French, a Keedysville resident, and Hagerstown Police Chief Arthur Smith said they hope more people will call the center for help.

While the 2-year-old center is relatively new to the region, Smith said that as a police officer working in Baltimore, he saw how successful mediation centers worked at solving disputes without the help of law enforcement.

"I have high hopes for what he (French) can do," Smith said. "I think it's something we will use fairly regularly."

Some Hagerstown police officers give cards about the center to people in neighborhood disputes and they then call the center, French and Smith said.

"It gets the police out of situations that do not need police involvement," Smith said. "It gets neighbors to solve their own problems."

When a person calls the center about a problem, such as with a neighbor's pet, French calls the neighbor to see if both parties are interested in meeting with mediators to resolve the dispute, French said.

The mediators ask both sides to take part in "reflective listening," in which they listen to the other person's comments, French said. This is particularly helpful because it helps them realize they may have different value systems, he said.

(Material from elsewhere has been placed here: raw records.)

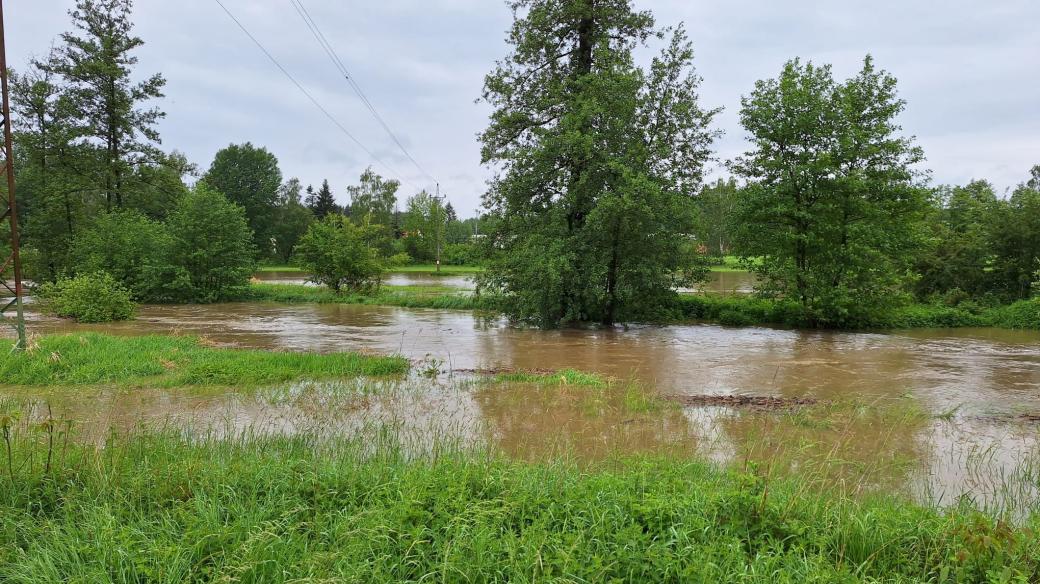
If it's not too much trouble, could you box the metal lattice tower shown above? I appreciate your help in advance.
[0,0,26,349]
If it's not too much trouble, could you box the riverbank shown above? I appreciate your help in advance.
[258,264,484,274]
[0,333,410,389]
[666,294,1040,330]
[0,417,1040,583]
[0,333,1040,582]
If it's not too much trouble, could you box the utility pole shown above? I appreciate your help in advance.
[0,0,27,350]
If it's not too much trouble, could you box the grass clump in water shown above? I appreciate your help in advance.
[0,426,1040,582]
[242,284,497,311]
[0,333,410,387]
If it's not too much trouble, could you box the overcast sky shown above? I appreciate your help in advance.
[5,0,1040,216]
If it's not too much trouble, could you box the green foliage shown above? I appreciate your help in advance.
[247,284,501,312]
[202,142,282,257]
[734,57,926,326]
[0,333,410,390]
[41,0,166,210]
[441,243,484,266]
[72,211,191,302]
[271,179,314,263]
[401,190,445,262]
[346,167,400,227]
[166,184,255,302]
[482,7,716,326]
[36,272,136,322]
[305,180,341,219]
[992,178,1040,298]
[697,179,738,260]
[0,425,1040,583]
[295,215,390,292]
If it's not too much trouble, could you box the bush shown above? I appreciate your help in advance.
[36,272,136,322]
[294,215,391,292]
[441,243,482,266]
[72,211,191,302]
[166,185,255,302]
[988,297,1040,329]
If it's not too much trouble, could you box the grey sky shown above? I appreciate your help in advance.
[5,0,1040,216]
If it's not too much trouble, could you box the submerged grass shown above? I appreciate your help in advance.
[668,294,1040,329]
[242,284,498,311]
[0,333,410,387]
[0,422,1040,583]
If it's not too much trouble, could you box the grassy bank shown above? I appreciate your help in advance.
[242,283,1040,329]
[667,294,1040,329]
[0,333,409,387]
[0,421,1040,583]
[257,264,484,274]
[242,283,496,311]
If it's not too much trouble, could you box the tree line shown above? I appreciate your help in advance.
[11,0,475,301]
[12,0,1040,326]
[480,0,1040,326]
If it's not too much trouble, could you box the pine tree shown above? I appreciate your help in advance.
[307,180,339,220]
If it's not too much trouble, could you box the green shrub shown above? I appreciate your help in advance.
[295,215,391,292]
[36,272,136,322]
[72,211,191,302]
[166,185,255,302]
[441,243,482,266]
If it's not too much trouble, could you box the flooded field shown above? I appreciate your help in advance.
[254,271,755,294]
[5,297,1040,511]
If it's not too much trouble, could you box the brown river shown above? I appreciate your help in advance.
[5,268,1040,509]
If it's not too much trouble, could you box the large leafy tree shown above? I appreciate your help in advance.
[271,178,314,263]
[166,183,255,302]
[992,165,1040,298]
[346,168,400,227]
[401,190,445,262]
[697,179,739,258]
[734,57,927,325]
[480,0,714,325]
[202,142,282,256]
[306,180,340,219]
[914,181,998,297]
[43,0,165,210]
[296,214,390,293]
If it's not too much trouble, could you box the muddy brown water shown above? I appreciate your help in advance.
[6,299,1040,509]
[253,271,755,294]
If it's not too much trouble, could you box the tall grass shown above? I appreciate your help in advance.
[658,294,1040,329]
[0,411,1040,583]
[0,333,410,387]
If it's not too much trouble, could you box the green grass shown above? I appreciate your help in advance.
[0,421,1040,583]
[710,256,748,272]
[0,333,410,387]
[389,264,484,274]
[242,283,496,311]
[257,265,304,272]
[257,264,484,274]
[492,369,610,388]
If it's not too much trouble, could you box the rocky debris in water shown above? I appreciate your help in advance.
[665,394,820,410]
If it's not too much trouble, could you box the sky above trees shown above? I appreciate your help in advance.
[5,0,1040,216]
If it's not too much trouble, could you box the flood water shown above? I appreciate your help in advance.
[253,271,755,294]
[4,297,1040,511]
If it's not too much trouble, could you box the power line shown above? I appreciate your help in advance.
[290,0,438,183]
[213,0,401,184]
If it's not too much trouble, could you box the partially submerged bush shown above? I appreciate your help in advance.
[295,215,394,293]
[36,272,136,322]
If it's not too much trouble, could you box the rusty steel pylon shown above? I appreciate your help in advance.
[0,0,26,350]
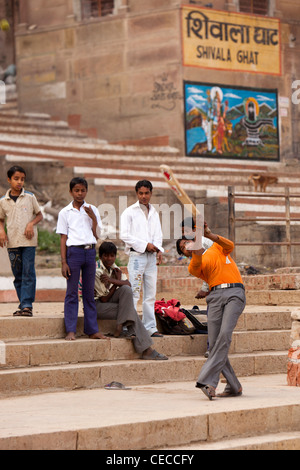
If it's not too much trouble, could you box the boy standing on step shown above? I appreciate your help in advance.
[56,178,106,341]
[120,180,164,337]
[177,222,246,400]
[95,242,168,361]
[0,165,43,317]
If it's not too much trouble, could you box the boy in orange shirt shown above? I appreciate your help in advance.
[177,222,246,400]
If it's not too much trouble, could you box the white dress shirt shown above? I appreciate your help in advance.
[56,201,102,246]
[120,201,164,254]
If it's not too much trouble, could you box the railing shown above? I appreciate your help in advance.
[228,186,300,267]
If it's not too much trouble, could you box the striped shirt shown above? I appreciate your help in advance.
[0,188,41,248]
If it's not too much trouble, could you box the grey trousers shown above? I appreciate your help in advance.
[96,286,153,354]
[197,287,246,393]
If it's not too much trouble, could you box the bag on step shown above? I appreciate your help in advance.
[180,307,208,335]
[155,299,195,335]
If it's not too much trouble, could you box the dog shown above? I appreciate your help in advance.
[248,173,278,192]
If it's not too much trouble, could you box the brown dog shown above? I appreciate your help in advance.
[248,173,278,192]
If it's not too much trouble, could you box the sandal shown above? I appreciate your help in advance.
[217,388,243,398]
[13,309,22,317]
[141,349,169,361]
[196,382,216,400]
[19,307,33,317]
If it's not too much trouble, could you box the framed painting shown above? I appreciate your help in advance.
[184,82,280,161]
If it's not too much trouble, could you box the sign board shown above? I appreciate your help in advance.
[181,6,281,75]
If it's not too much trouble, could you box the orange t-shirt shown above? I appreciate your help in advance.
[189,236,243,289]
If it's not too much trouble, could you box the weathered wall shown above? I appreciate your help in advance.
[13,0,300,159]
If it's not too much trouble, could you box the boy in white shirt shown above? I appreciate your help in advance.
[120,180,164,337]
[56,178,106,341]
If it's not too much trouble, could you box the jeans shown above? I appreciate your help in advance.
[128,252,157,335]
[65,246,99,336]
[7,246,36,310]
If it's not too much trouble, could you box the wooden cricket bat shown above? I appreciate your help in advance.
[160,165,200,220]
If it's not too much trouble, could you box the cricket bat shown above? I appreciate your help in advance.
[160,165,200,220]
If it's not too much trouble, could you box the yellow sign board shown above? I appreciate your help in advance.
[182,6,281,75]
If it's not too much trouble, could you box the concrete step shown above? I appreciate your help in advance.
[0,350,287,398]
[0,301,294,342]
[0,330,291,370]
[163,431,300,453]
[0,374,300,452]
[161,286,300,308]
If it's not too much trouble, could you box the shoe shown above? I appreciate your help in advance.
[141,349,169,361]
[196,382,216,400]
[217,388,243,398]
[104,382,131,390]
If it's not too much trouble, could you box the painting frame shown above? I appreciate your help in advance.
[183,81,280,162]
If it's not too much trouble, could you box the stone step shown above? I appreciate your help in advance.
[163,431,300,453]
[162,272,300,291]
[0,301,293,342]
[0,350,287,398]
[0,329,291,370]
[0,371,300,452]
[161,286,300,308]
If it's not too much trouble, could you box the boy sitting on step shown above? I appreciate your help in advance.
[95,242,168,361]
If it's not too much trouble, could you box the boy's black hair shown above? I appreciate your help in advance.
[181,217,196,230]
[99,242,118,258]
[135,180,153,193]
[70,176,88,191]
[7,165,26,179]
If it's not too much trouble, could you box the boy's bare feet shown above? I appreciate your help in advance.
[89,333,110,339]
[65,331,76,341]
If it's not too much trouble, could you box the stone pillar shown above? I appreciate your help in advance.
[291,309,300,346]
[287,309,300,387]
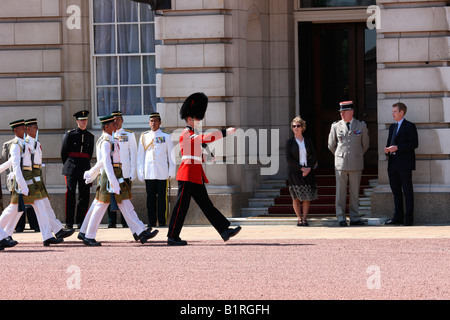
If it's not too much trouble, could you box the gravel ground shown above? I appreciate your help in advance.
[0,234,450,300]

The mediator does not propose a resolution - that is left for the disputing parties to do, he said. Since the solution is found by the two parties, it usually is successful.

Eighty-five percent of the disputes the center deals with are resolved to the satisfaction of both parties, French said.

The center is not well-known, which may be why it does not get many calls, French said.

In the last six months, the center has received about 25 calls asking for help. About 10 resulted in matters that are mediated, he said.

Baltimore's center probably gets 25 calls a day, he said.

There are 16 mediation centers in Maryland, French said. That is an increase from seven centers when the one in Washington County began, he said.